OBJECTIVES: To test the hypothesis that surfactant, when given prophylactically during one lung ventilation (OLV), improves physiological stability and reduces inflammation. METHODS: Prospective controlled animal study. After 30 min of mechanical ventilation, surfactant was administered to the left lung of the treatment group. Right lung mechanical ventilation continued for 3 hr, after which the left lung was unblocked. Bilateral mechanical ventilation was continued for 30 min thereafter. Physiological parameters and biomarkers of inflammation in plasma, lung tissue homogenates, and bronchoalveolar lavage (BAL) were measured. MEASUREMENTS AND MAIN RESULTS: Oxygenation improved in the surfactant group, reaching statistical significance at 3 hr of OLV and again after 30 min of bilateral mechanical ventilation following the OLV. Plasma levels of interleukin (IL)-1 ß, IL-6, and tumor necrosis factor (TNF)-α showed a trend for reduction. The lung homogenates from the ventilated lungs had significantly lower levels of IL-1 ß (P < 0.01) and IL-6 (P < 0.01). The BAL specimen showed an overall reduction in the cytokine levels; IL-1 ß was significantly lower in the ventilated lungs (P < 0.01). CONCLUSIONS: Surfactant administration improves oxygenation and decreases inflammation, as evidenced by a decrease in several inflammatory cytokines both in the plasma and lungs of a piglet model of OLV.

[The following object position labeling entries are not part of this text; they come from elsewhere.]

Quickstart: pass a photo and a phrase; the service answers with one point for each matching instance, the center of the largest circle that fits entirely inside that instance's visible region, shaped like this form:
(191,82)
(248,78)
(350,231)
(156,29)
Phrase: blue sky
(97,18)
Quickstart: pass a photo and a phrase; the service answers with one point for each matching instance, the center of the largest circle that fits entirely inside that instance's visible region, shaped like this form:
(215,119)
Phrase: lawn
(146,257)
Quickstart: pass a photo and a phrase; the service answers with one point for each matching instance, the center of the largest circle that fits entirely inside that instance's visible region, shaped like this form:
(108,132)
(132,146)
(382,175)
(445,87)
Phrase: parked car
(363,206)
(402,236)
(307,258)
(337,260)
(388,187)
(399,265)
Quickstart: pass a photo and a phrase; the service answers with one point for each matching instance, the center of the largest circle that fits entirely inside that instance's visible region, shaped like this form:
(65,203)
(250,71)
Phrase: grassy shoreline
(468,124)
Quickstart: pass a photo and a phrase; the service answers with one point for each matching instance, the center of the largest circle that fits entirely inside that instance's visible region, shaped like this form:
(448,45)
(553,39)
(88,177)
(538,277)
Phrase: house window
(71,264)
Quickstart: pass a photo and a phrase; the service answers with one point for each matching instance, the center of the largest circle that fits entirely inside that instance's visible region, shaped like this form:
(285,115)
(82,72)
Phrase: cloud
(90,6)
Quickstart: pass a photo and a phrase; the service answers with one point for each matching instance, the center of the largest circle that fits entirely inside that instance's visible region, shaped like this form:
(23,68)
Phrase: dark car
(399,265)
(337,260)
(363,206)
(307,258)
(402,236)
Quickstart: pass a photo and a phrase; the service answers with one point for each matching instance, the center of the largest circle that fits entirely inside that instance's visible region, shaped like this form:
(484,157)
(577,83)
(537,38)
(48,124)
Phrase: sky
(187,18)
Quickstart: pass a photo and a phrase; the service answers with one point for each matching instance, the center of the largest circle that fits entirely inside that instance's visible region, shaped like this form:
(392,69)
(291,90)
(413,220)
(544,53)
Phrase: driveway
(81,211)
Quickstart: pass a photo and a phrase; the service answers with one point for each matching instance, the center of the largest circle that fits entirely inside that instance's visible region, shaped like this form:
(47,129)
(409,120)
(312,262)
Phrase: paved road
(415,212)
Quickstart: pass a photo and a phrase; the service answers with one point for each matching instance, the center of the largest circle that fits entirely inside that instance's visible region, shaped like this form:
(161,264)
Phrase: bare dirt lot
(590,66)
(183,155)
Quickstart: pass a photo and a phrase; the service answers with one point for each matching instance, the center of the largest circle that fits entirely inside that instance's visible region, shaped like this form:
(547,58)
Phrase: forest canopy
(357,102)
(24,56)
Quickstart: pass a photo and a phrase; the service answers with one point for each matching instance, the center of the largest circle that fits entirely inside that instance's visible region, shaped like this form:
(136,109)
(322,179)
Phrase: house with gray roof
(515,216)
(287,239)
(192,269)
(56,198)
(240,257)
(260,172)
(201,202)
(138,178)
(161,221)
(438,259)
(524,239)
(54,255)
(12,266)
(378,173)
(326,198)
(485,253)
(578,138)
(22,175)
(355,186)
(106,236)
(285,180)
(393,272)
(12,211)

Protective ventilation to reduce inflammatory injury from one lung ventilation in a piglet model.

OBJECTIVES: To test the hypothesis that protective ventilation strategy (PVS) as defined by the use of low stretch ventilation (tidal volume of 5 ml x kg(-1) and employing 5 cm of positive end expiratory pressure (PEEP) during one lung ventilation (OLV) in piglets would result in reduced injury compared to a control group of piglets who received the conventional ventilation (tidal volume of 10 ml x kg(-1) and no PEEP). BACKGROUND: PVS has been found to be beneficial in adults to minimize injury from OLV. We designed the current study to test the beneficial effects of PVS in a piglet model of OLV. METHODS: Ten piglets each were assigned to either 'Control' group (tidal volume of 10 ml x kg(-1) and no PEEP) or 'PVS' group (tidal volume of 5 ml x kg(-1) during the OLV phase and PEEP of 5 cm of H2O throughout the study). Experiment consisted of 30 min of baseline ventilation, 3 h of OLV, and again 30 min of bilateral ventilation. Respiratory parameters and proinflammatory markers were measured as outcome. RESULTS: There was no difference in PaO2 between groups. PaCO2 (P < 0.01) and ventilatory rate (P < 0.01) were higher at 1.5 h OLV and at the end point in the PVS group. Peak inflating pressure (PIP) and pulmonary resistance were higher (P < 0.05) in the control group at 1.5 h OLV. tumor necrosis factor-alpha (P < 0.04) and IL-8 were less (P < 0.001) in the plasma from the PVS group, while IL-6 and IL-8 were less (P < 0.04) in the lung tissue from ventilated lungs in the PVS group. CONCLUSIONS: Based on this model, PVS decreases inflammatory injury both systemically and in the lung tissue with no adverse effect on oxygenation, ventilation, or lung function.